One More Surprise
— Gary Stanton, MD, FAAMA, AAMA Board of Directors
This past April, I wrote an AAMA Newsletter guest column about “My Surprises in Auriculotherapy.” When invited to write another, I chose another surprising result — this time with medical acupuncture.
In 2015, a then 56-year-old woman came to my office for acupuncture for chronic pain related to multiple chemical sensitivities. During the prior seven years, she had been excessively sensitive to a great variety of chemical substances. Exposure to some chemicals caused a characteristic syndrome of numbness over her left scalp and face, followed by erythema and painful burning of the face and head with headache and nausea, then descending severe pains involving her entire body. Such symptoms would last 24 hours.
A neurologist carried out a brain MRI scan, an EEG, multiple blood and urine tests. All negative. An allergist at a tertiary care institution diagnosed her to have an environmental illness with multiple chemical sensitivities. Over-the-counter and prescription medications were inadequate to prevent or suppress her symptoms.
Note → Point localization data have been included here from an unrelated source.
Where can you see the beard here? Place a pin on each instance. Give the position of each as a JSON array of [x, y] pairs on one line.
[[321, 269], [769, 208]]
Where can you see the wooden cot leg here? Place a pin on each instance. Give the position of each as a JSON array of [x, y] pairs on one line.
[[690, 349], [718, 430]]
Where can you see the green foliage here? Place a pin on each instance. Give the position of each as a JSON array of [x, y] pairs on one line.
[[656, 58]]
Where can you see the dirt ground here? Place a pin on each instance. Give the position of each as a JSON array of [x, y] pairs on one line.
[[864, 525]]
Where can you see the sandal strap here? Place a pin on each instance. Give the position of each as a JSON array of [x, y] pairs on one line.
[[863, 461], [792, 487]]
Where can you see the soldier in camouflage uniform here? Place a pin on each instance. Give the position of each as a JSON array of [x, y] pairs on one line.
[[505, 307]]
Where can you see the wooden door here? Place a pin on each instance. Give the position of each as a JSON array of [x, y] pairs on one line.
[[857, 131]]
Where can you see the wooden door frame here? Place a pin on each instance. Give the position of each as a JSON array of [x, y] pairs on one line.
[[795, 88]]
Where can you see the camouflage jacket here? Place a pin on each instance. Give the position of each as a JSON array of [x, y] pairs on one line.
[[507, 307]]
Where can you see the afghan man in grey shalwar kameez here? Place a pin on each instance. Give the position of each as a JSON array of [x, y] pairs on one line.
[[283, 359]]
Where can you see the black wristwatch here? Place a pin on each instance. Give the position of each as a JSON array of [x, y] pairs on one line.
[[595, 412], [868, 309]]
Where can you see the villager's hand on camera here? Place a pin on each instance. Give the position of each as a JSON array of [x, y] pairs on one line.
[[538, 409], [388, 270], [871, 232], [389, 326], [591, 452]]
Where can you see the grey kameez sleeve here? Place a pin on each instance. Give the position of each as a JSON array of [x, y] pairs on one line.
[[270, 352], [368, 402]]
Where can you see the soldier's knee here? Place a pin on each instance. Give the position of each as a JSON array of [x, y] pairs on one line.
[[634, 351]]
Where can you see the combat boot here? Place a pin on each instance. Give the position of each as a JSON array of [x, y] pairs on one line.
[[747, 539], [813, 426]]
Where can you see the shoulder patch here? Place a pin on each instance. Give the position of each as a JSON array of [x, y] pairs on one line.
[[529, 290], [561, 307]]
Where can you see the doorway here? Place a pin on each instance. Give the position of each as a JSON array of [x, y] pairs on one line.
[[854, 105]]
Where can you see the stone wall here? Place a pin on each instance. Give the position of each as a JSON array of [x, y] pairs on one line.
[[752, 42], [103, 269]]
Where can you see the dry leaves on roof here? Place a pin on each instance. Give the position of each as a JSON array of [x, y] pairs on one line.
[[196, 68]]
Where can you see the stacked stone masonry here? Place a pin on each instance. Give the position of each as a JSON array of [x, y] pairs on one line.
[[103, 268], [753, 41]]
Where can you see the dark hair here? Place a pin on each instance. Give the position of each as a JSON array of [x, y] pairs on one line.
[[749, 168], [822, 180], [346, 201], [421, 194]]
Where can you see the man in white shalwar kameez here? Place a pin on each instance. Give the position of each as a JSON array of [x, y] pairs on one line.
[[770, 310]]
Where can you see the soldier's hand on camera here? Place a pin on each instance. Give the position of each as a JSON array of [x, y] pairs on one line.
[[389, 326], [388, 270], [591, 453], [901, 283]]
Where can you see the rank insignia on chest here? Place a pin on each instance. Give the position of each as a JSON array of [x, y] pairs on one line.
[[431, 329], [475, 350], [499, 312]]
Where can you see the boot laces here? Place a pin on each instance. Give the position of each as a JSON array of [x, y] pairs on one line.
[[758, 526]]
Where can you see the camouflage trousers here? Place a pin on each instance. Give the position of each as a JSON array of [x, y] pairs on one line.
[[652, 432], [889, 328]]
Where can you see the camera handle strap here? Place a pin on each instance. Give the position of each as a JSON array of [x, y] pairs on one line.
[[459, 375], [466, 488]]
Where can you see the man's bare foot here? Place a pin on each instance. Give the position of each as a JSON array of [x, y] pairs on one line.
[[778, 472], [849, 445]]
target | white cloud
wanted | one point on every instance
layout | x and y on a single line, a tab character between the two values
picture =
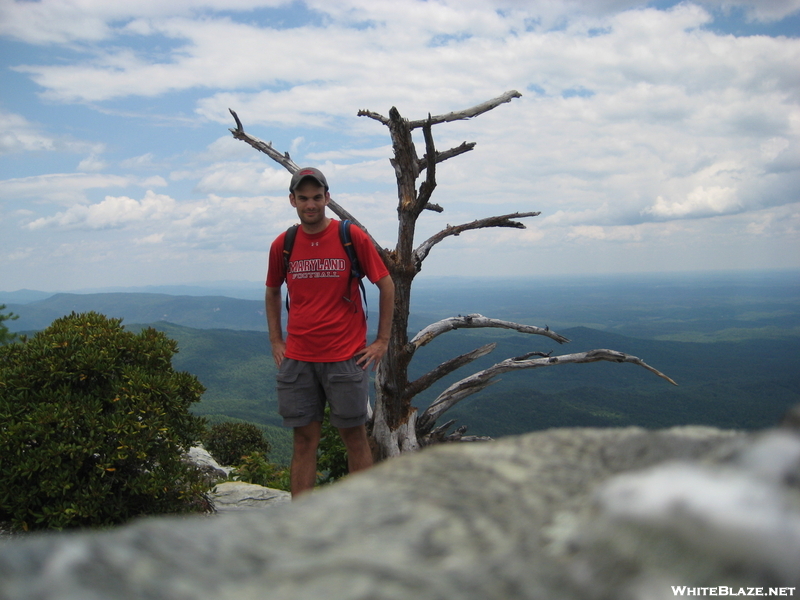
637	127
701	202
92	163
59	188
18	135
111	212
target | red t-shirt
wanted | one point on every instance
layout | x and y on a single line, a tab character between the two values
324	326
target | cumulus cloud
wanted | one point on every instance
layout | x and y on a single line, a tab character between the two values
636	124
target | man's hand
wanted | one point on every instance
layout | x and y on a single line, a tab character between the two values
372	354
278	351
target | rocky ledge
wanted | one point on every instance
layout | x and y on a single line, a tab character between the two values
565	513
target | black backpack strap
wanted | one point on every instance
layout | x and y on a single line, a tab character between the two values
288	244
355	266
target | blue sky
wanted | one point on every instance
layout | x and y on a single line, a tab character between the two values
652	137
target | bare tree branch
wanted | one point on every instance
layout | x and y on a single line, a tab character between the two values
469	112
475	321
478	381
286	161
444	369
373	115
443	156
265	147
501	221
427	186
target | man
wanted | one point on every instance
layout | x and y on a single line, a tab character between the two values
325	356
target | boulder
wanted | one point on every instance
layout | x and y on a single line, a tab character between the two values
565	513
200	458
234	496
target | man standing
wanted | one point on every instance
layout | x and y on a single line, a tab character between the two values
325	356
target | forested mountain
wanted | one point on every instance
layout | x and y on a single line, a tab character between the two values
732	346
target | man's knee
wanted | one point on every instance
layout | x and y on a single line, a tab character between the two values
306	438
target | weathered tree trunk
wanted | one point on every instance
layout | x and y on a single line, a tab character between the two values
396	427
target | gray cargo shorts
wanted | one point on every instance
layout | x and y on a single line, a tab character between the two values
305	387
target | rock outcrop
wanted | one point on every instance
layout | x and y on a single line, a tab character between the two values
564	513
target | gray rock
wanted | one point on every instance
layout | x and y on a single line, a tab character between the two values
234	496
202	460
565	513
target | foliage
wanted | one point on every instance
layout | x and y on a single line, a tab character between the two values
255	468
229	442
5	336
331	453
93	423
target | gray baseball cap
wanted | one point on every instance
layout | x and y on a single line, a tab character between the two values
305	172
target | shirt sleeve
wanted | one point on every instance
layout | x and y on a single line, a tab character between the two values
275	269
370	260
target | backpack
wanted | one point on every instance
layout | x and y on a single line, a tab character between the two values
347	241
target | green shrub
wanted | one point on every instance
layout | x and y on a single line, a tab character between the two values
5	335
331	453
229	442
93	421
255	468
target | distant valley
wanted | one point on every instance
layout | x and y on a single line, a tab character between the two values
733	345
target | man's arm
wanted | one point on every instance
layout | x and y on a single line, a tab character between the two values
373	353
272	300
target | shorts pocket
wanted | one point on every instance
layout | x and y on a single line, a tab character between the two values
290	396
348	395
335	378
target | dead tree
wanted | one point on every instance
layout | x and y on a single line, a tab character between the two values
396	427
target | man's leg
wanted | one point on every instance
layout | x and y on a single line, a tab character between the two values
359	454
304	457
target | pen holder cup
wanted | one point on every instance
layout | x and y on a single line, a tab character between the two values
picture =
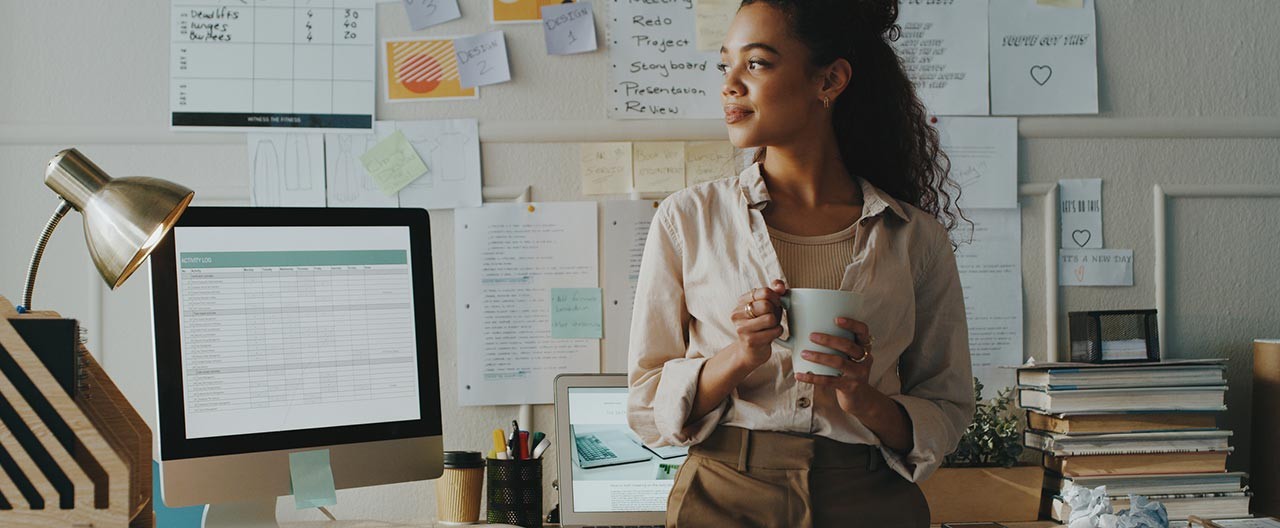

Recurrences were frequent, such that she routinely would go to the emergency department two or three times every month, often by ambulance! She would be treated with parenteral opiates and antiemetics, among other symptomatic treatments. She often would have to stay in the ED for hours under observation. She estimated that she had gone to the ED perhaps 200 times during those seven years.
I proposed medical acupuncture with standard steel needles. Most commonly, points treated bilaterally have included Sp4, Pc6, Ki6, Lu7, Li3, and St36, in addition to REN 12 and yin tang. Treatments typically last 30 minutes.
From the very beginning, the patient experienced surprisingly good results. Her chemical sensitivity reactions greatly diminished in number and in intensity. Her ambulance rides and trips to the ED ceased. Her breakthrough symptoms became relatively tolerable with ongoing acupuncture treatments. She reported no negative effects of acupuncture.
During the past seven years, the patient has returned for medical acupuncture treatments generally on a monthly basis. Treatments have remained beneficial. During every treatment session, the patient has expressed her thanks for acupuncture, saying this is only therapy that has given her a substantial benefit.
Beyond her gratitude, one can easily imagine how cost-effective medical acupuncture has been for this patient. I wish that physicians and their patients would consider medical acupuncture as a treatment option sooner, rather than later.